Bir dünya yaratıyor insan;
rüyalar, düşler, hayaller…
kimilerine veriliyor bazı roller;
dağıtılıyor umutlar…
İnanmak istedikleri hep öne geçiyor…
Sonra yarattıklarına tapınma başlıyor…
Büyütülüyor; büyüyor hayaller,
gerçekle serap karışıyor
öyle tatlı ki düşler,
ucu sonu yok ki hayalin,
dönülüyor, terk ediliyor;
kimi zaman korku oluyor gerçekler,
biraz yumuşaksa kalp;
tanışmışsa bir defa sevgiyle
amadedir çabucak inanmaya,
gönül desen;
hep görünmeyen yükseklerde;
ama hazırdır şahinlere av olmaya,
işi zaten o…
Ay ışığı benden çok hayale dost oluyor,
yıldızlar desen;
adı üstünde, olmayan yıldız
yaratmak değil mi mesleği,
mehtap; göz kamaştırmaktır işi,
geceler ki;
her bir doğruyu gizlemezler mi?
Hele o şarkılar; ruha akıtılan melankoli…
Esirdir artık akıl hayale,
köledir yarattığı,
gerçek olmayan sevgiliye
gerçek olsa da kılavuzu gönüle…
Geceler haramdır sabah olmaz,
uykular korkudur;
hayaller kaybolur, ya rüyalara gelmezse?
Artık;
acılar zevk verir, sevgili; hayır!
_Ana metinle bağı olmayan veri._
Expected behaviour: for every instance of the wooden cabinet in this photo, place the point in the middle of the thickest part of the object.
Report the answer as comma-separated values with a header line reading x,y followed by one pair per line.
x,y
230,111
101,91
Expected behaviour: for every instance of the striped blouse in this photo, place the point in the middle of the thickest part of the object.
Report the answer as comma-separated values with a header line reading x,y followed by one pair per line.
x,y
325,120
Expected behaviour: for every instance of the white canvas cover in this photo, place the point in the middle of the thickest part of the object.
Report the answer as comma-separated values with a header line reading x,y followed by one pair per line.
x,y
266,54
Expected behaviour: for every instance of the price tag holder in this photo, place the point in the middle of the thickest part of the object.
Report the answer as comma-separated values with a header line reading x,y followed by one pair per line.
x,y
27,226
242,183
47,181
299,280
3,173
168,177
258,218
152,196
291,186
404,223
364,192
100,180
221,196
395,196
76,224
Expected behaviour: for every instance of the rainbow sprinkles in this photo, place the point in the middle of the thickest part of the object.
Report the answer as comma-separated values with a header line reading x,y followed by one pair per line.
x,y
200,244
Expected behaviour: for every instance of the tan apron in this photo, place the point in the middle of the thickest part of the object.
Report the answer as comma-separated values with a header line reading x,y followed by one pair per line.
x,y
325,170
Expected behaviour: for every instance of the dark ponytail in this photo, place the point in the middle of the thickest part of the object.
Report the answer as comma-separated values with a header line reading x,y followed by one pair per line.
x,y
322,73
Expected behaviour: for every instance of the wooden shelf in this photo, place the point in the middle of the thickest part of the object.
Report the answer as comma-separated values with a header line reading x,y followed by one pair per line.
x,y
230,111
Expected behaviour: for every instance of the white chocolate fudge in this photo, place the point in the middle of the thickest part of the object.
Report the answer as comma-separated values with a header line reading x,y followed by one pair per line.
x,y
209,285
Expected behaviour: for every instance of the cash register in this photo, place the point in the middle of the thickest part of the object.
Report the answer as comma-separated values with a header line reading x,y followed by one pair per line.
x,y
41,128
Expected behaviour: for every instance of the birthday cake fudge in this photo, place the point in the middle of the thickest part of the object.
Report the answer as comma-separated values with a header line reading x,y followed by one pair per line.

Yok derse,
mutluluk bakışlarındadır onun,
tebessümü umuttur,
kaş çatışı karalar bağlamaktır hayata
senin değildir artık ruhun,
istemesen de her çırpınışta,
gönüllüsündür kollarına tutunmaya,
sürer gider
gel-gitler
kimi gün isyanlarda
kimi gün sevdalardadır
aşka tutulan…
Ama bazen ortaya çıkar korkulan;
ulu dağlar birer küçük tepe,
heybetli görülen akarsular birer ırmak,
nefes aldığım, hayat veren o güzelim ormanlar
heyhat ağlıyorum; meğer birer serap!
Bir gün önce semalarda süzülen kanatlı meleğin,
ne işi vardır yerlerde?
Efsun bozulmuş,
sevda sisli bir rüyada ölmüştür…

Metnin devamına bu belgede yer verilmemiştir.